|Takahashi, Kenichi - NAT FOOD RES INST, JAPAN|
|Soto, Nahoto - NAT FOOD RES INST, JAPAN|
Submitted to: Journal of Stored Products Research
Publication Type: Peer Reviewed Journal
Publication Acceptance Date: March 27, 2002
Publication Date: June 15, 2003
Citation: ARTHUR, F.H., TAKAHASHI, K., SOTO, N., HOERNEMANN, C.K. POTENTIAL FOR AUTUMN AERATION OF STORED ROUGH RICE AND THE POTENTIAL NUMBER OF GENERATIONS OF SITOPHILUS ZEAMAIS MOTSCHULSKY IN MILLED RICE IN JAPAN. JOURNAL OF STORED PRODUCTS RESEARCH 39: 471-487. 2003. Interpretive Summary: In Japan rice is stored as rough rice in bins and silos or as bagged milled rice in cold storage. During summer milled rice can be removed from storage and stored at ambient conditions, where it is vulnerable to insect pests. Aeration with low-volume ambient air is not part of most programs in Japan for managing insects in stored rough rice, and background information and data are needed to determine if this strategy would be appropriate for Japan. We used historical weather data to classify the country of Japan into different regions, and showed that weather conditions would allow the use of aeration throughout much of the country to cool rough rice stored in the fall. In addition, several generations of insects could be completed during the summer if milled rice is removed from cold storage and becomes infested at ambient conditions. These simulation studies show how historical weather data can be used to develop risk management models for stored rough rice and for bagged milled rice in Japan.

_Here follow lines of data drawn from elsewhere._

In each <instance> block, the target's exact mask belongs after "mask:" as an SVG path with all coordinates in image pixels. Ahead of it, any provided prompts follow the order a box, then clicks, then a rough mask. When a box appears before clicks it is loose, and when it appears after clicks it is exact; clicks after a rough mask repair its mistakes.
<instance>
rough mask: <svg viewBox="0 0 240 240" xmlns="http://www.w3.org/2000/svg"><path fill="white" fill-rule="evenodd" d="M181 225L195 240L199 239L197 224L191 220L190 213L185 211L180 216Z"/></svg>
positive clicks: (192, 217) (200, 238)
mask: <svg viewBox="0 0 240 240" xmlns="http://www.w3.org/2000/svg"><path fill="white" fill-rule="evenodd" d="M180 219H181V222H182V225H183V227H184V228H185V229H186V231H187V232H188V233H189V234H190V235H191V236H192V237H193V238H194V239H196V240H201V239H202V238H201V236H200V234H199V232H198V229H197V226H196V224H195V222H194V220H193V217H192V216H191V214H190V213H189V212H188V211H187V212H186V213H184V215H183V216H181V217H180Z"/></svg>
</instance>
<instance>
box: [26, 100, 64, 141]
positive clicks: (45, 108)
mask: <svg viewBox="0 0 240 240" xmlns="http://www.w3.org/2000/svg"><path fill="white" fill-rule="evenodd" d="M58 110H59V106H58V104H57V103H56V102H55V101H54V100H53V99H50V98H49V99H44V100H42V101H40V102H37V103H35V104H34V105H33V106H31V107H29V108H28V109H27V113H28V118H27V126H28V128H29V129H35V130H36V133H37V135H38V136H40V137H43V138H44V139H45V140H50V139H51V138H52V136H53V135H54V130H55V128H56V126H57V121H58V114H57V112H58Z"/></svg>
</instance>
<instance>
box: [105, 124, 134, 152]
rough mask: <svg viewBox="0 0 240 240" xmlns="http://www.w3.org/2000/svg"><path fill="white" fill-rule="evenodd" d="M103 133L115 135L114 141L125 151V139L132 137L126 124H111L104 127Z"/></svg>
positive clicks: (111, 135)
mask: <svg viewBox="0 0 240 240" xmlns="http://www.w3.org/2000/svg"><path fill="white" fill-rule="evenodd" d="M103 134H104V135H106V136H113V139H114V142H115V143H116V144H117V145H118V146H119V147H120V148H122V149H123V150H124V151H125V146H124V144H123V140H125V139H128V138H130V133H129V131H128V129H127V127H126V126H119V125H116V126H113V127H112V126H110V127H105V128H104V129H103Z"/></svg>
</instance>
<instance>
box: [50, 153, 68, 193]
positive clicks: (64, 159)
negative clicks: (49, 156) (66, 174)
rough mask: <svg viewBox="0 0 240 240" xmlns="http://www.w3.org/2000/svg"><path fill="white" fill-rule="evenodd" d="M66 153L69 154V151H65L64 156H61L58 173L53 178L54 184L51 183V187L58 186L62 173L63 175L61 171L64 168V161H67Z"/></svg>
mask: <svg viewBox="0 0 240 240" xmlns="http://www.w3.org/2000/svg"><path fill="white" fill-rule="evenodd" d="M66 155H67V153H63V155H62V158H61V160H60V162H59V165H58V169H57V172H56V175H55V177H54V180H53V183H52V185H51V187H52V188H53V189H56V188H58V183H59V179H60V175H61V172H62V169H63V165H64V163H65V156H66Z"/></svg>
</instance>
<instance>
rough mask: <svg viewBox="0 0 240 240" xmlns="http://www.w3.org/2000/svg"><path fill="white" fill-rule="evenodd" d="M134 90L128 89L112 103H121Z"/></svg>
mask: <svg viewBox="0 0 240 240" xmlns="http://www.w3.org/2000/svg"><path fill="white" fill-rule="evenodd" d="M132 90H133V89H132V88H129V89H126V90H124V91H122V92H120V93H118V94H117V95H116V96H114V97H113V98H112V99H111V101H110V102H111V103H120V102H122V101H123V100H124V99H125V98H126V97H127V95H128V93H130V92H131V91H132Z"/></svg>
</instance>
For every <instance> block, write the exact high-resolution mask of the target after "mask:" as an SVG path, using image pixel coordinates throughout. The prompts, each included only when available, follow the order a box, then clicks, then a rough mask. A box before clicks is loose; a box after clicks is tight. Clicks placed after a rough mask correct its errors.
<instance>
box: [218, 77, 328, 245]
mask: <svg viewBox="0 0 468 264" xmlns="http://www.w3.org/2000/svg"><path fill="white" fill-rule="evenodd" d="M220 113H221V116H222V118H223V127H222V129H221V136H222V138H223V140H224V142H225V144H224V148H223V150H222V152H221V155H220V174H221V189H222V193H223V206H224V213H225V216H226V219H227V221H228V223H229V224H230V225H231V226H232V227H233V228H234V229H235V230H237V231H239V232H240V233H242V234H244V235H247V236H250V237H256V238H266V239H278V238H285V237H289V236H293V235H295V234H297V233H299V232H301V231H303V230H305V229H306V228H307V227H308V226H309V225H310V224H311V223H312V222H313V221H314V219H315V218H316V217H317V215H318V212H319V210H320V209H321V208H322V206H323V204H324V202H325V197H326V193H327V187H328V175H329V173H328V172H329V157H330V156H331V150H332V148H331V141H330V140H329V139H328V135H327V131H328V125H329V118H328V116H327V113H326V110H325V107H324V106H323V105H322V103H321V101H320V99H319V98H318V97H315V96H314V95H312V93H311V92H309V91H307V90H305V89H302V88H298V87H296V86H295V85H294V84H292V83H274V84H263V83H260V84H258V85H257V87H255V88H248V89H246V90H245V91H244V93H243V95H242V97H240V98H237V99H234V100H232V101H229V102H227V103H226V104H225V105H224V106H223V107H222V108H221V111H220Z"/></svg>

Technical Abstract: Historical weather data from 84 sites in Japan were used to estimate the number of hours at or below 15 degrees C. from 1 September to 31 October, in order to evaluate the potential for using aeration at a threshold level of 15 degrees C. to cool rough rice stored during autumn. Data from the temperature analysis were used to arbitrarily divide Japan into 10 climatic zones, one site was chosen to represent each zone, and an estimated date of storage was assigned to each site. At an airflow rate of 0.0013 m3/s/m3, the time required to cool a storage silo containing rough rice to 15 degrees C. ranged from 85 days in southern Japan to 5 days in northern Japan. Historical weather data for the same sites were also used to estimate the average number of hours below 15 degrees C. from 1 May to 30 October, so as to evaluate the potential of Sitophilus oryzae (L.), the rice weevil and Sitophilus zeamais (Motschulsky), the maize weevil to infest bagged milled rice at ambient or uncontrolled temperatures. At each station, there is a decrease in the number of days required to complete a generation, and a corresponding increase in the predicted number of generations as relative humidity increased. In addition, with each successive increase in relative humidity, the predicted number of generations generally increased with the northward progression of the temperature zones.